Knowing where your organs are isn’t something you need to do if they don’t move relative to the rest of your body; you can feel when your stomach or large intestine is full, but you don’t really need to be able to locate say your gall bladder.
Knowing where your legs are in contrast is extremely useful, and something that the brain will need to get practice in.
The brain doesn’t need to know where anything is, it just needs to have access to them via blood or nerves. If you detach the liver and manage to graft and stitch blood and vessels and nerves 3 meters long to have your liver 3 meters away from you (assuming it’s still in the same physiological conditions), your brain will continue to function normally sending and receiving signals and releasing hormones to the liver. Your brain does however fine tune signals based on the time it takes for them to reach the organ and come back with feedback, but it can easily adapt.
And of course you can tell quite well where organs are (assuming they follow the general trend you study in anatomy in medical school). Doctors learn topographic anatomy, where they memorize the location of structures and organs in reference to other structures (such as skin folds, bone protrusions, ribs, etc). So if a doctor palpitates you on the outside, he can tell you where your organs begin and end.

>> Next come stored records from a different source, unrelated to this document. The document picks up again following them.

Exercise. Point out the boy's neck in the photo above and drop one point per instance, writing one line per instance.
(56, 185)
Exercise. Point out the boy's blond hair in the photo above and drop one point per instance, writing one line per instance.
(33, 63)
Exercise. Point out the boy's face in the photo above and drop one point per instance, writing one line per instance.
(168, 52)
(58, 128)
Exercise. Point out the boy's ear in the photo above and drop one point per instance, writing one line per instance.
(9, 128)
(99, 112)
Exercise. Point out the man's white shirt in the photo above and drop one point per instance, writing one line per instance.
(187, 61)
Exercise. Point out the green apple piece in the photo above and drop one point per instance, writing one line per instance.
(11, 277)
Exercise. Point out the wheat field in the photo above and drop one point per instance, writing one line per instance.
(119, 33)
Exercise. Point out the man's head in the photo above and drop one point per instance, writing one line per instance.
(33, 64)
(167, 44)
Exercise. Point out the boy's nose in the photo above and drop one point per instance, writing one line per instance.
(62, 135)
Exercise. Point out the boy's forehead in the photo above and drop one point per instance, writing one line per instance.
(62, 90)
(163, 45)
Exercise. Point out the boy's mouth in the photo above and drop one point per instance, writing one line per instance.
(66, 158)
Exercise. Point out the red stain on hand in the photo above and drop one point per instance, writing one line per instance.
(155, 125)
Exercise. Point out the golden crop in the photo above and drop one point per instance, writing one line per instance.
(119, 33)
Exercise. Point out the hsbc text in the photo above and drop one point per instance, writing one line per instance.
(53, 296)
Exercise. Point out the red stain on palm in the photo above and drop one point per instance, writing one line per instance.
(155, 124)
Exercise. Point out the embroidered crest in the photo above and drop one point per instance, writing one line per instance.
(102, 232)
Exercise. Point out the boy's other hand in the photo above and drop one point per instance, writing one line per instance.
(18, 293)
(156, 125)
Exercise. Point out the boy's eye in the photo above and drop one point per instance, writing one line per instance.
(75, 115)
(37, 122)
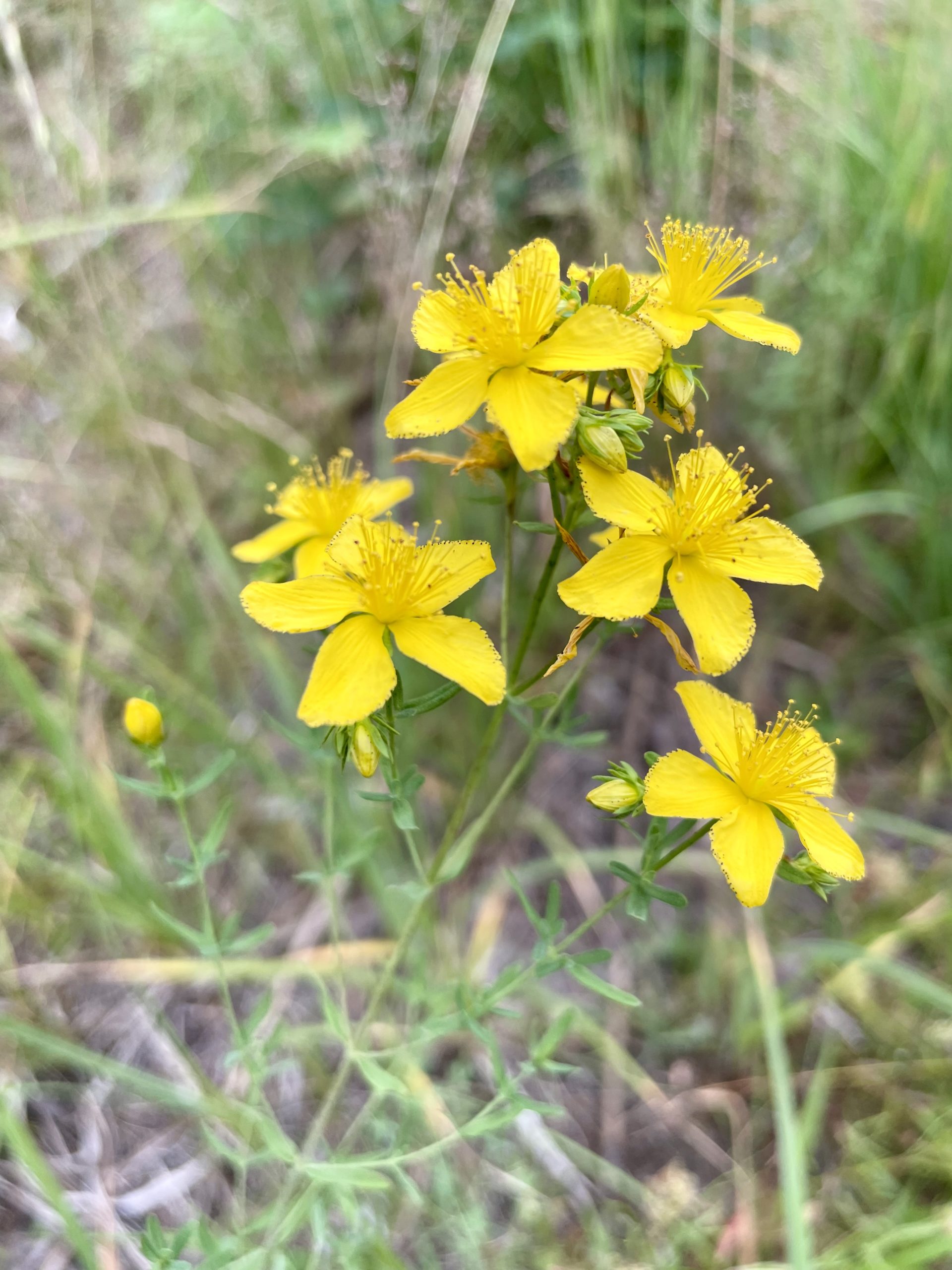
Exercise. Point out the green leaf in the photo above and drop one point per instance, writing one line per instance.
(536, 526)
(379, 1079)
(211, 774)
(428, 701)
(538, 924)
(665, 894)
(554, 1037)
(150, 789)
(404, 816)
(250, 940)
(342, 1174)
(215, 835)
(593, 956)
(186, 934)
(590, 980)
(490, 1122)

Because the parts of your senses concerned with tracking the location of your body parts are more focused on your limbs/head (which could wind up oriented any which way relative to your torso) than your organs (which pretty much sit in one place and mind their own business, unless something has gone horribly wrong). Much like how a lot of internal processes are “involuntary”, with the brain keeping them running without you needing to think about it, the unconscious mind doesn’t bother passing a lot of information from the internal organs to the conscious mind unless something is out of order. For the most part, it doesn’t need to, since the number of “day to day” tasks that require precise knowledge of the location of your own liver are extremely slim.
You can tell roughly where your limbs are from sensors that measure the stretch of your muscles. This sense is called [proprioception] (https://en.wikipedia.org/wiki/Proprioception).

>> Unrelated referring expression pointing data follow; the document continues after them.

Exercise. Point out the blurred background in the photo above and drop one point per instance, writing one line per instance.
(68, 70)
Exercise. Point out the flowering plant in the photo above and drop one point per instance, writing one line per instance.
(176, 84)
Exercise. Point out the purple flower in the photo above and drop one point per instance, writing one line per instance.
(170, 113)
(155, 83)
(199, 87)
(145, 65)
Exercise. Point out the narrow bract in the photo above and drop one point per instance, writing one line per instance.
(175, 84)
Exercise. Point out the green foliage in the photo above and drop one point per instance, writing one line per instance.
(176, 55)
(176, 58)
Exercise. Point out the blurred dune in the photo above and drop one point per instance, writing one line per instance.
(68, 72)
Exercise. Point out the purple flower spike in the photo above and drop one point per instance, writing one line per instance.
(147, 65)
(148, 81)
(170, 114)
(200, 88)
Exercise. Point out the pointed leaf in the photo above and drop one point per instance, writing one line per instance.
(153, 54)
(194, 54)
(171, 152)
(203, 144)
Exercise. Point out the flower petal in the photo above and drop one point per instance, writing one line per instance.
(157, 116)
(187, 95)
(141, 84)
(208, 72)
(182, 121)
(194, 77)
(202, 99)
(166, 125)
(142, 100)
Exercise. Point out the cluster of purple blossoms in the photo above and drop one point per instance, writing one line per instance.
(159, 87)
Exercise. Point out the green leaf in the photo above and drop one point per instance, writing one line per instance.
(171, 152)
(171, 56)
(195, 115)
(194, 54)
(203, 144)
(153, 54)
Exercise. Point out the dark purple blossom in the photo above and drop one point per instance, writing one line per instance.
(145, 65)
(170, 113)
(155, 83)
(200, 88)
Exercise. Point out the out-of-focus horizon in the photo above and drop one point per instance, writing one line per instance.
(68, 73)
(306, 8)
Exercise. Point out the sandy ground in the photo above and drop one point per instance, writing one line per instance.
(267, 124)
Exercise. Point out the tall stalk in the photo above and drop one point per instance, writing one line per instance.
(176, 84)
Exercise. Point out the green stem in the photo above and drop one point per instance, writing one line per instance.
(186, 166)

There is no such thing for your organs so you can’t tell where they are. In the past, most people probably didn’t even know they had them.
No, the brain does not know, because there is absolutely no point. It doesn’t help you survive in the old wild days. It really doesn’t help you in any way at all. You’re body is built for survival and pretty much nothing else. If it doesn’t help with that either now or at some point in the past, then you don’t have it. I can think of zero situations where this would be useful.